A third of all fertilizers shipped by sea originate from this region. However, Iran's actions have effectively closed the Strait of Hormuz, preventing these vital shipments from reaching the global market. The UN has voiced particular concern about the impact on developing countries.

The Gulf is a key manufacturer of artificial fertilizers, primarily due to its abundant natural gas reserves, a critical feedstock for production. The region accounts for nearly half of the world's sulfur sales and a third of urea, the most widely traded fertilizer. It also produces a quarter of globally traded ammonia.

Major food-producing nations, including the United States and Australia, rely heavily on Gulf nations for urea and phosphate. Brazil, the world's top soybean producer, imports most of its urea from Qatar and Iran.

While Europe sources only 11% of its urea from the Gulf, it faces indirect impacts. Morocco, a significant supplier of phosphorus-based fertilizers to Europe, depends on the Gulf for sulfur. Additionally, Egypt, a key urea supplier to the EU, is experiencing a halt in natural gas supplies from Israel, driving up Egyptian urea prices.

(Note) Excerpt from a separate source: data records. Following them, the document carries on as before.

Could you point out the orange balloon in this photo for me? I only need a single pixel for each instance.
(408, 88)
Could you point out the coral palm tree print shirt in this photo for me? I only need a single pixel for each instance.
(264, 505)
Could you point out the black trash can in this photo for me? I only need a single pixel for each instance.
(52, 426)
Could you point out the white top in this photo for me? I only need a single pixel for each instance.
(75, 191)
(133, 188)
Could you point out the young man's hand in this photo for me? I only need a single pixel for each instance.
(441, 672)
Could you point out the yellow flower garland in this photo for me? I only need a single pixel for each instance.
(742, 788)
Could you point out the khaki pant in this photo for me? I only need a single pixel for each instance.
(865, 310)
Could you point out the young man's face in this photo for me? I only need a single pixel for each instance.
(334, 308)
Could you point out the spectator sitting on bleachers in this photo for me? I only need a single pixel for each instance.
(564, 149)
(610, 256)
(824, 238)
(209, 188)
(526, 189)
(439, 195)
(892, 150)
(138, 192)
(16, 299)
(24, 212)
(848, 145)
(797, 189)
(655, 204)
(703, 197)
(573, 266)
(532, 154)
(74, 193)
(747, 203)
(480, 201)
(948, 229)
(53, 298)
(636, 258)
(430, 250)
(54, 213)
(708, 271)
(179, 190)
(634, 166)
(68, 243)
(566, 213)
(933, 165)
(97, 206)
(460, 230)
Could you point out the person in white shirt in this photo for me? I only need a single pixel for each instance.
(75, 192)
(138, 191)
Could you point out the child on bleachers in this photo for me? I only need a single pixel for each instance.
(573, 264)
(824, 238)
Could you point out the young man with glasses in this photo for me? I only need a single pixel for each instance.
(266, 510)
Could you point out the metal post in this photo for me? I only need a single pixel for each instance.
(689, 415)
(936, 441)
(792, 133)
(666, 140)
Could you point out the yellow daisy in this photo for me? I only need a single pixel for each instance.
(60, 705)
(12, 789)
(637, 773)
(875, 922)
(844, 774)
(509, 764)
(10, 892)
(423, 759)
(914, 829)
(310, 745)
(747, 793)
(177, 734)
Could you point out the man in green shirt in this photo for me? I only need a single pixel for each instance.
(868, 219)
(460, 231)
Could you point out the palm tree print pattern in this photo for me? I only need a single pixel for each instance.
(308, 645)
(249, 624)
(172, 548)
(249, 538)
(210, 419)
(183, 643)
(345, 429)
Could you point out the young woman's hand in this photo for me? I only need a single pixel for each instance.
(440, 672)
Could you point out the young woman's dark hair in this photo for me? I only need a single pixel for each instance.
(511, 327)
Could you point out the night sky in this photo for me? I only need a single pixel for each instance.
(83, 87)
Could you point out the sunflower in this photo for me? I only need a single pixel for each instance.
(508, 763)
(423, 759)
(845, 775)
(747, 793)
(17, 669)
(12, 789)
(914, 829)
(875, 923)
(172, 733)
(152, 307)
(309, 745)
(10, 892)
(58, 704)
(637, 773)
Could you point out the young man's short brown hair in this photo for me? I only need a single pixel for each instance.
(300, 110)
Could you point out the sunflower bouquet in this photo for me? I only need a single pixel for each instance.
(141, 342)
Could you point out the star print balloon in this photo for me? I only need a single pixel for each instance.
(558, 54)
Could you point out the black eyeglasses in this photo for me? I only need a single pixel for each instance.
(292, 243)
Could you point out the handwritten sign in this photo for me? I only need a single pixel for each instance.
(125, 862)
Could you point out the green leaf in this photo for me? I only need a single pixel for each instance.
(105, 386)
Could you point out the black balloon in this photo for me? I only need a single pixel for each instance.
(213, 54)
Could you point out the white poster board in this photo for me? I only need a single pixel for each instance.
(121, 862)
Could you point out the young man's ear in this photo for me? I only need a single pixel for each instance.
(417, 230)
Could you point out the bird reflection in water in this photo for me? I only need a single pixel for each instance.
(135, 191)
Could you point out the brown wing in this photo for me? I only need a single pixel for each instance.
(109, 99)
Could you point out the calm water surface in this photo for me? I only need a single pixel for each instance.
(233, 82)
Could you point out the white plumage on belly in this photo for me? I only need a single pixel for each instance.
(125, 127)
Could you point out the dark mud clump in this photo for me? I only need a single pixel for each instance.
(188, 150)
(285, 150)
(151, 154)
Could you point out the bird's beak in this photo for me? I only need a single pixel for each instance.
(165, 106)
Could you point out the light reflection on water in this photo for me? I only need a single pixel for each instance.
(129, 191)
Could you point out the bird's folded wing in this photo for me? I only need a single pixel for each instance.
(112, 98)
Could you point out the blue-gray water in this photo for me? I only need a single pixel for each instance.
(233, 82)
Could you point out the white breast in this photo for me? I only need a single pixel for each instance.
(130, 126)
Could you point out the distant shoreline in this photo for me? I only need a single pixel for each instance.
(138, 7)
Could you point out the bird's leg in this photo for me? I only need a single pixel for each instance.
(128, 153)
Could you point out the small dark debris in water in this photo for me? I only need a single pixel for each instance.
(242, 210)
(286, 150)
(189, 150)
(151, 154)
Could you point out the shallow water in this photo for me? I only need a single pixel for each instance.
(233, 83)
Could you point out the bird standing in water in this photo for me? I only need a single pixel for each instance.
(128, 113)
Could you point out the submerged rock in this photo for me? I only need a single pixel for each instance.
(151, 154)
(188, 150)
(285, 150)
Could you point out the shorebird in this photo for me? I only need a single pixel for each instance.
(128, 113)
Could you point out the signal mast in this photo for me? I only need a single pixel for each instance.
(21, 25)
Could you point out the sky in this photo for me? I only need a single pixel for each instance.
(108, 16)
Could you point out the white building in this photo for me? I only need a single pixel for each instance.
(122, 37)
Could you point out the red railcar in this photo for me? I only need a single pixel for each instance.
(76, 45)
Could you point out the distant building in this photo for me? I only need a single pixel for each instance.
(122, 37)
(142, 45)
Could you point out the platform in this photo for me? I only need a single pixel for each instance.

Without essential fertilizer inputs like nitrogen, phosphorus, and potassium, global crop production could decline by a third. Nitrogen fertilizers, in particular, require substantial energy, often derived from natural gas. Sulfur, a co-product of the oil and gas industry, is also integral.

Beyond the duration of the conflict, concerns linger about potential damage to fertilizer production facilities, which could delay a return to normalcy. The outlook for the upcoming sowing season in the southern hemisphere, beginning in June, remains uncertain.